Legado global de Paulo Freire será discutido em congresso internacional
Vinte e um anos após a morte do pedagogo, evento mostra que seus pensamentos seguem atuais
Teórico brasileiro mais conhecido mundialmente na área de ciências humanas, Paulo Freire será tema de congresso internacional de 28 de abril a 1º de maio, no campus Pampulha. Com o tema Formação de educadores, diversidade e compromisso social, a extensa programação do evento inclui 21 minicursos e oficinas, nove rodas de conversa e 85 mesas-redondas, além de exibição de curtas e apresentações culturais.
O 2º Congresso Internacional Paulo Freire: O legado global, cuja primeira edição foi realizada em 2012, na Nova Zelândia, contará com a participação de pesquisadores de todos os continentes.
As atividades serão realizadas no Centro de Atividades Didáticas de Ciências Naturais (CAD 1) a partir das 13h deste sábado, 28. As inscrições ainda estão abertas e também podem ser feitas no local, no primeiro dia do evento. A programação completa está disponível no site do congresso.

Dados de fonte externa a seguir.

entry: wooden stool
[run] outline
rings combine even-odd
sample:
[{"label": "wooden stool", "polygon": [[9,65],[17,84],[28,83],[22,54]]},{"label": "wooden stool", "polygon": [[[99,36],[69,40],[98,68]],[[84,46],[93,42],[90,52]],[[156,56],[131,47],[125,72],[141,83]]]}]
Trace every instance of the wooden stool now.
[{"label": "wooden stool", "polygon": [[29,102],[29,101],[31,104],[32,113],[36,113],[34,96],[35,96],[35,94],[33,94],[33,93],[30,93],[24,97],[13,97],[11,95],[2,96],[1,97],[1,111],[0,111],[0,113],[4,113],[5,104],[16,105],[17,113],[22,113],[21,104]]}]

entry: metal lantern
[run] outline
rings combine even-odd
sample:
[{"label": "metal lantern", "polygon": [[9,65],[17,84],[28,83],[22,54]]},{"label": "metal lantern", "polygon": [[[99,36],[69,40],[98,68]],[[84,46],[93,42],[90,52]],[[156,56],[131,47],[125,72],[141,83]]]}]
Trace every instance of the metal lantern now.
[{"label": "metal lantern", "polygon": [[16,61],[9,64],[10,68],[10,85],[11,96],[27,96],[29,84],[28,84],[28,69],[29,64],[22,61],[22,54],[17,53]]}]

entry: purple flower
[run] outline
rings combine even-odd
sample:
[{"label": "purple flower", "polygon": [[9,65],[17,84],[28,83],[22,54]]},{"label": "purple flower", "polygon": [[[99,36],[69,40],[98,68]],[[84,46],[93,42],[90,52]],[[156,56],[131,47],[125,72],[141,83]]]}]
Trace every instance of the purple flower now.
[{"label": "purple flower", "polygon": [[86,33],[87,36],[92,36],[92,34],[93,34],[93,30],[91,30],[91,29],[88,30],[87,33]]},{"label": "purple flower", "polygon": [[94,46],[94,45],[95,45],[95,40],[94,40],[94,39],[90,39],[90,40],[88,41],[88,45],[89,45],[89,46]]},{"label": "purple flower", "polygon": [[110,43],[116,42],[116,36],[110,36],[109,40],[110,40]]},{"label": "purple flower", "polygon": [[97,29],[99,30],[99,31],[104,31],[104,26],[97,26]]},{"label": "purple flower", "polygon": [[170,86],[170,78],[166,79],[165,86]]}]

Pensamento de Freire canaliza a realidade dos oprimidos
O livro Pedagogia do oprimido, principal obra de Paulo Freire, é o terceiro livro mais citado no mundo em trabalhos acadêmicos das ciências humanas. Mesmo após 21 anos de sua morte, os pensamentos difundidos pelo patrono da educação brasileira seguem reconhecidos e valorizados mundialmente.
Em entrevista ao Portal UFMG, o professor emérito Miguel Arroyo, que fará a conferência de abertura do congresso, destaca a influência de Paulo Freire no século 21 e o legado global deixado pelo pedagogo.
Como o sr. avalia a influência da obra de Paulo Freire, construída no século passado, em pleno século 21?
Podemos nos perguntar: por que, nesses tempos de golpe político, social e judicial, voltarmo-nos para Paulo Freire? Porque estamos em tempos de violências e de opressões políticas muito parecidas com as opressões que levaram Paulo Freire a escrever a Pedagogia do oprimido nos anos 1960.
Estamos em novos tempos de opressão e, consequentemente, somos obrigados, não só como educadores, mas como pessoas que trabalham com direitos humanos, a perguntarmo-nos o que significam esses processos de opressão tão brutais, tão repetidos em nossa história. A Pedagogia do oprimido continua de extrema atualidade. Estamos em tempos em que os oprimidos resistem, e esse é um dos traços mais fortes do pensamento de Paulo Freire: reconhecer os oprimidos como sujeitos de sua libertação. Eles resistem e, resistindo, se libertam.
Há, então, uma similaridade com a época em que Paulo Freire construiu seu pensamento?
Sim, ele escreve a Pedagogia do oprimido em um momento em que os ativistas lutavam por direitos, diante de ditaduras e golpes não só aqui, mas em toda a América Latina. Sua análise diz não só da realidade brasileira, mas de todos os oprimidos – da luta dos camponeses, indígenas, quilombolas, colonizados. Seu pensamento canaliza a realidade dos oprimidos do mundo, aqueles oprimidos da colonização, os sem terra, os sem teto. Esse é o grande legado do Paulo Freire, e seu pensamento foi muito identificado fora do Brasil. E em um momento em que estamos com a volta de ditaduras e de opressões em todos os lugares, o pensamento volta.
Quais os traços mais marcantes desse legado?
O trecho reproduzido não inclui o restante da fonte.